Combining the timeliness of the technology concordance question with furtherance of multiple myeloma research, we subjected bone marrow samples from 18 patients with multiple myeloma to scRNA-seq, CyTOF, and CITE-seq, examining the similarities across the aforementioned single-cell techniques. We used the results to investigate the relationship between immune population compositional alterations and disease stages and revealed a set of markers associated with multiple myeloma rapid progression.
Materials and Methods
Ethics Approval and Consent to Participate
All procedures performed in studies involving human participants were in accordance with the ethical standards of the Multiple Myeloma Research Foundation (MMRF) research committee. These samples provided by MMRF were all from the MMRF's CoMMpass clinical trial (NCT NCT01454297). Written informed patient consent was obtained from all patients for the collection and analysis of their samples by the MMRF. The CoMMpass study was conducted in accordance with recognized ethical guidelines in the United States and European Union. The Institutional Review Board at each participating center approved the study protocol.
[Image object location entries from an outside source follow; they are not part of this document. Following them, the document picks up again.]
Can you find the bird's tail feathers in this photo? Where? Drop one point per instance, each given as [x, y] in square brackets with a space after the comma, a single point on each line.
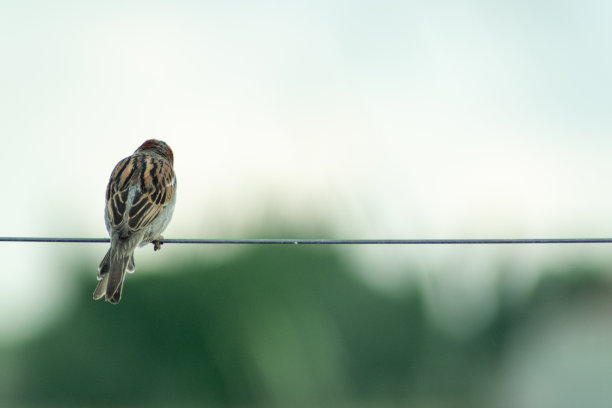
[112, 274]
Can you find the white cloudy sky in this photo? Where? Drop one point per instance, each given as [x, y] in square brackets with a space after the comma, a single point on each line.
[395, 119]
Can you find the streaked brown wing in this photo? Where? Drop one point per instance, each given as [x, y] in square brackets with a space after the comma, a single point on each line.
[151, 179]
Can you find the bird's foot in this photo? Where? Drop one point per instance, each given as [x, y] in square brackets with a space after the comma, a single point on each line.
[158, 243]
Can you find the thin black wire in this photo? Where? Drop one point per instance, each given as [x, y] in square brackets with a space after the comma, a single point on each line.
[301, 241]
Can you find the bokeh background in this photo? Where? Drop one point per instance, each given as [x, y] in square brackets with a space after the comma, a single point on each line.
[336, 119]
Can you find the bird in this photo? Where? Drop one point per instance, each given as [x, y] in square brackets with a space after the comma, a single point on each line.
[140, 199]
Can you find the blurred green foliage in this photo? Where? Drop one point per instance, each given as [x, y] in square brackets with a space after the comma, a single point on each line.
[268, 328]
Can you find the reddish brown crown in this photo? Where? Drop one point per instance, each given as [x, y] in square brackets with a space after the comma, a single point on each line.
[158, 147]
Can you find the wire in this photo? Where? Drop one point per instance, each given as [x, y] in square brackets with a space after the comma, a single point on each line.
[301, 241]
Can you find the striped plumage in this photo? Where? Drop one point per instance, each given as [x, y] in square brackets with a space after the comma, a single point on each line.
[139, 203]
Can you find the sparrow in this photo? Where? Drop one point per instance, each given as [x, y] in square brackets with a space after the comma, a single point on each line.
[140, 199]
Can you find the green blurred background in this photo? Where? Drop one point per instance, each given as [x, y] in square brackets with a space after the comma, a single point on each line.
[315, 119]
[286, 326]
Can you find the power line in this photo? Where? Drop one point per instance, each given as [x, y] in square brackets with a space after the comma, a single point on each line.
[302, 241]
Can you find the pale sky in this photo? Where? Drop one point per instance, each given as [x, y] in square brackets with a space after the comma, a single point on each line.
[385, 119]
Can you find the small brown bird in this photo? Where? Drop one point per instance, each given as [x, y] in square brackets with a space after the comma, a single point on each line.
[140, 200]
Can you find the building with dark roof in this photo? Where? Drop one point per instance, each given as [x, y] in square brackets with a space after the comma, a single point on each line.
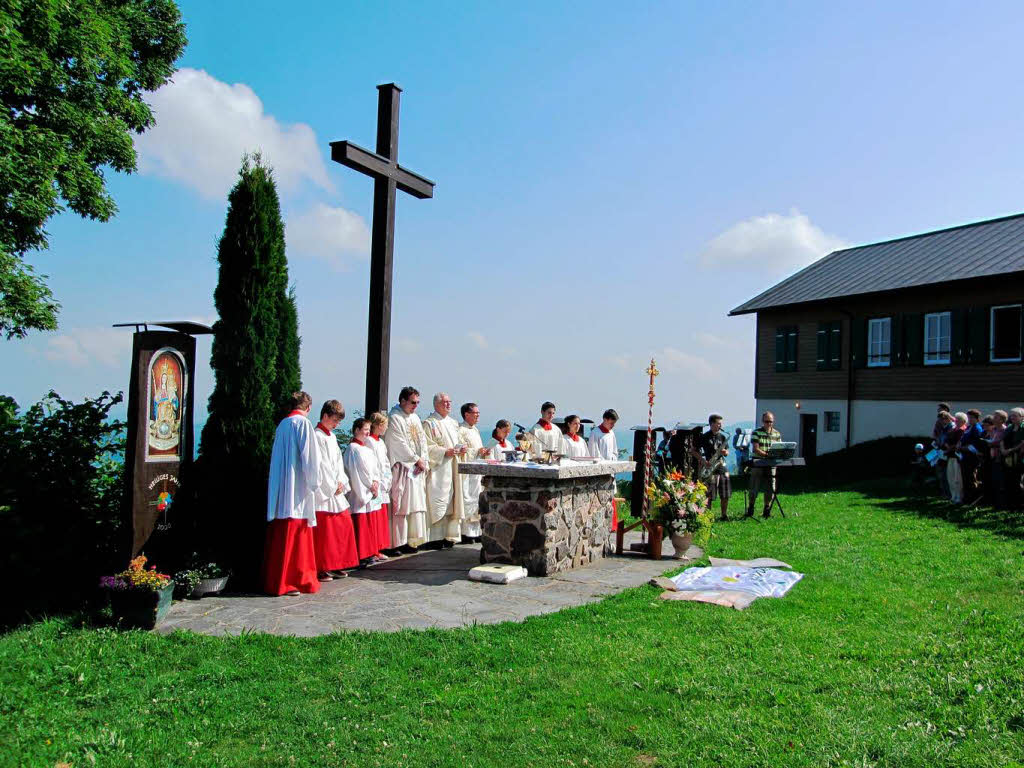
[864, 342]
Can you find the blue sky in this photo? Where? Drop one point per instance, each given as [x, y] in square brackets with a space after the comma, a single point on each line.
[610, 181]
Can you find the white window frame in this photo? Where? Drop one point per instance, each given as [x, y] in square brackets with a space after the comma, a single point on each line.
[991, 335]
[938, 316]
[871, 325]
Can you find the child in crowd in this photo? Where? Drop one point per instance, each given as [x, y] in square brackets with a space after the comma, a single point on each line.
[361, 467]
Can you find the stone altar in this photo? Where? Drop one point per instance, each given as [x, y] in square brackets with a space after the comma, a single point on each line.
[546, 518]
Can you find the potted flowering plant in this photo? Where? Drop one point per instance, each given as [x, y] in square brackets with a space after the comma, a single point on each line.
[139, 596]
[681, 507]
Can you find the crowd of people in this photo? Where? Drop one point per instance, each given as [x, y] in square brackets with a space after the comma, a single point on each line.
[394, 489]
[975, 458]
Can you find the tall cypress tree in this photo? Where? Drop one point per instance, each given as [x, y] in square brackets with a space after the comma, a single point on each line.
[255, 360]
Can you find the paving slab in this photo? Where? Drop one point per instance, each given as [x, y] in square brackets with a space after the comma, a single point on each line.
[428, 590]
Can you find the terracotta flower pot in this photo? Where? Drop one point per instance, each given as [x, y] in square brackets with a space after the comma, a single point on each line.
[681, 545]
[655, 532]
[140, 609]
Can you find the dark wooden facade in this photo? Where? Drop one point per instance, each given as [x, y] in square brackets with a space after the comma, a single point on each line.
[970, 375]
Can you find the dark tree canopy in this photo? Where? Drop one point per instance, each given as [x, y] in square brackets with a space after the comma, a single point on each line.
[73, 77]
[255, 360]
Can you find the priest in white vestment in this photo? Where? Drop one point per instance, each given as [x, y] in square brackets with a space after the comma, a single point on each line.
[444, 508]
[572, 443]
[407, 449]
[472, 485]
[546, 435]
[289, 558]
[334, 537]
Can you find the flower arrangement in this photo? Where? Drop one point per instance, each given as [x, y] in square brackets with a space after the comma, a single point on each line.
[681, 506]
[137, 577]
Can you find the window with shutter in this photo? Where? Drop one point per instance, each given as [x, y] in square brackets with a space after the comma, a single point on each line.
[880, 342]
[938, 338]
[1005, 337]
[836, 346]
[829, 346]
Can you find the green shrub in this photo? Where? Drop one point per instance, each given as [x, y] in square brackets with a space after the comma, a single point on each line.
[61, 468]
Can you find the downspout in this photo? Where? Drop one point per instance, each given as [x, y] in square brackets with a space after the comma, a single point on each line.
[849, 377]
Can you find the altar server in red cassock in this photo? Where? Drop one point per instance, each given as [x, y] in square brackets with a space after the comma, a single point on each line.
[289, 559]
[334, 537]
[381, 518]
[602, 444]
[572, 443]
[360, 465]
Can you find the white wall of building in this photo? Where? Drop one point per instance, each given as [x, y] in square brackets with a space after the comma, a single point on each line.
[871, 419]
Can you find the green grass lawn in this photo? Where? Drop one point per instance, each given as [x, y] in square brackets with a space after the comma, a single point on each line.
[902, 646]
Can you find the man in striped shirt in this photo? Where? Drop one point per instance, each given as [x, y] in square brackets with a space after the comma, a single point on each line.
[763, 477]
Ammonium-chloride-potassium Lysis of Bone Marrow Aspirates
Bone marrow aspirate (BMA) samples obtained from subjects enrolled in the MMRF CoMMpass study (NCT01454297). Any blood clots were removed from BMA samples via passage through 70 mmol/L cell strainer. BMA samples were aliquoted into 5 mL aliquots in 50 mL conical tubes and 45 mL of 22 mmol/L filtered ammonium-chloride-potassium (ACK) lysing buffer (155 mmol/L ammonium chloride/10 mmol/L potassium bicarbonate/0.1 mmol/L Ethylenediaminetetraacetic Acid (EDTA)/pH7.4) was added to each 5 mL aliquot and the tune gently inverted several times to mix. Tubes were then centrifuged at 400 × g for 5 minutes. The supernatant was removed and the cell pellet resuspended with 5 mL of RPMI1640 and transferred to a clean tube. All aliquots of ACK-lysed BMA aliquots were combined into 1 × 50 mL tube, the volume adjusted to 50 mL with RPMI1640. The cells were then mixed by gentle inversion and the tube centrifuged at 400 × g for 5 minutes. The supernatant was then removed by aspiration. Depending on the size of the BMA cell pellet, the cell pellet resuspended in 1–10 mL of EasySep buffer [PBS containing 2% FBS (v/v) and 1 mmol/L EDTA (PBS/FCS/EDTA buffer)]. A total of 25 mL of cell suspension was removed for cell counting.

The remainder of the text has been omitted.